In the mid-90s, to use the word “curating” in the field of contemporary jewelry must have sounded exaggerated or simply incomprehensible. To think with and through the format of an exhibition in order to transform it into a discursive medium was quite unusual, especially if the statement was coming from an independent curator, who was not a maker herself, and not affiliated with an institution, as was my case. For some years, the “Off-Schmuck” circuit in Munich has given a new visibility to the activity of curating, even if it is mostly reduced to issues of arrangement and display. In a wider context, a debate is taking place—for example the international seminar Curating Craft, initiated by Jorunn Veiteberg and myself in 2012; the book edited by André Gali, Crafting Exhibitions (Norwegian Crafts, 2015); or the recent AJF publication, Shows and Tales, a valuable contribution to the history and critique of jewelry exhibitions.
At the same time, one finds the term “curated by” in increasingly unexpected contexts: the shop window of a fashion store in Bangkok was curated by jewelry designer Ek Thongprasert, and a billboard in a tram stop in Zurich advertised a G-Star Denim collection curated by musician Pharrell Williams, just to mention two recent examples. The inflationary use of the word “curating” is encouraging people to define its changing meaning lest (or as?) it becomes devalued (a similar over-use of the word “craft” is discussed in an article by Gareth Neal.) When I saw David Balzer’s book at the Palais de Tokyo’s bookshop in Paris, I thought it was time to know more about this phenomenon.
There is indeed an irony in finding this book in the institution that promoted relational aesthetics, a genre also known as “curator’s art” with skeptical connotations. Indeed, the book fulfills in an entertaining way its quest to investigate the “curationist era,” an expression coined by the author. Balzer, an art critic based in Toronto, surveys the origins and history of the curator’s figure, tracing back to the Roman empire, where the “curatores” were bureaucrats, administrating departments of public work. He walks us through centuries of curatorial practices, based on caring (from the curator as a healer and priest in the Middle Ages to the curator as alchemist for social change in the contemporary biennials); on the celebration of curiosity (from the Louvre’s loot-keepers to the first director of MoMA); and more recently, on the authorial dimension of curating through grouping and selecting (from Szeemann as father of all professional curators to celebrity curators, coming from the entertainment industry, who infiltrate the profession in an amateurish way). Dissecting the multilayered roles that a curator can assume as a connoisseur, dealer, critic, institutional agent, or even artist, the author places the activity of curating in a cultural arena that reaches far beyond the art world, and includes music festivals, gastronomy, and fashion. Sentences like “Sometimes you have to climb a mountain to properly curate a sock” testify to the irony that the author employs to approach the topic.

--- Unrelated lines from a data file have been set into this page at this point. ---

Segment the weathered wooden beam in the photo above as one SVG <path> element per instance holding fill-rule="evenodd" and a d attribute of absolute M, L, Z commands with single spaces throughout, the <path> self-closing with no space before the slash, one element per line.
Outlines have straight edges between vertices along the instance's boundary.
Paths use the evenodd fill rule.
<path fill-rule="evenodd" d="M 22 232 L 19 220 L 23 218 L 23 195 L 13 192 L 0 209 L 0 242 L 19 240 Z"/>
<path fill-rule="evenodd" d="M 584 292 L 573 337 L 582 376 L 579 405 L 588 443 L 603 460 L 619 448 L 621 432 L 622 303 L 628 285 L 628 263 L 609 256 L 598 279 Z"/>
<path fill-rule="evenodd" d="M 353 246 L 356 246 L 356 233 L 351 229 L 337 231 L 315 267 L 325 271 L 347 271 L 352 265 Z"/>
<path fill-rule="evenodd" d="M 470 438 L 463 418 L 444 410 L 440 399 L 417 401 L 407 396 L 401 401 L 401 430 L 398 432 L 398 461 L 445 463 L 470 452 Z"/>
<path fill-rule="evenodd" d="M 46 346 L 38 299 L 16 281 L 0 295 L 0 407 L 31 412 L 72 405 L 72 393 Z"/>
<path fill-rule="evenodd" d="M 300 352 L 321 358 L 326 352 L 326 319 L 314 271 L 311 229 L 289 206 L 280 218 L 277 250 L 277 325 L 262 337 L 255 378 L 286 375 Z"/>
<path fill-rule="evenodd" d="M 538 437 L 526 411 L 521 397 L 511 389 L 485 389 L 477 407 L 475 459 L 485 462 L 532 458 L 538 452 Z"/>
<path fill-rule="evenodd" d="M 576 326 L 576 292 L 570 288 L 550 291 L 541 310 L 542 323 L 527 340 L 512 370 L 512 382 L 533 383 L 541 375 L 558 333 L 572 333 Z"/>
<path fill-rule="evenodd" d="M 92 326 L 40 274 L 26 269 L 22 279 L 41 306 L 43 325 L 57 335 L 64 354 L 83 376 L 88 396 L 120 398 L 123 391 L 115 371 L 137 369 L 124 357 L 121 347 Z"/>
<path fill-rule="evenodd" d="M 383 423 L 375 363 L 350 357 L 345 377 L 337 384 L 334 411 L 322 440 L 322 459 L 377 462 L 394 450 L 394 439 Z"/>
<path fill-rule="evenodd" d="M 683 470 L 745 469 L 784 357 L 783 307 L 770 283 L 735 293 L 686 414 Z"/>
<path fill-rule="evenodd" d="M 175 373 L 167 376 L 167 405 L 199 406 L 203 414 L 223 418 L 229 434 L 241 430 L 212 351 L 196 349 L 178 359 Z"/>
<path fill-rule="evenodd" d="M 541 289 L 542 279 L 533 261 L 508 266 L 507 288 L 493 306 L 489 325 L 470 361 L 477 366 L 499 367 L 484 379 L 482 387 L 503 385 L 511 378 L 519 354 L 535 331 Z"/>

I enjoy that the author is extremely informed but not super-rigorous; he is proud to state that the book hardly contains references and has no footnotes. This slight understatement makes the book unleash what Deleuze and Guattari would call a “rhizomatic potential,” in a generous way. The book is thus particularly inspiring for me because it reconnects me with other texts I have read in the past and urges me to revisit what I thought when I read them. Its timely engagement with the topic of curating will challenge everybody occupied in communicating their own work and the work of others.
Sometimes, it is great to acknowledge what a book does to you instead of what it is strictly about—especially in summer.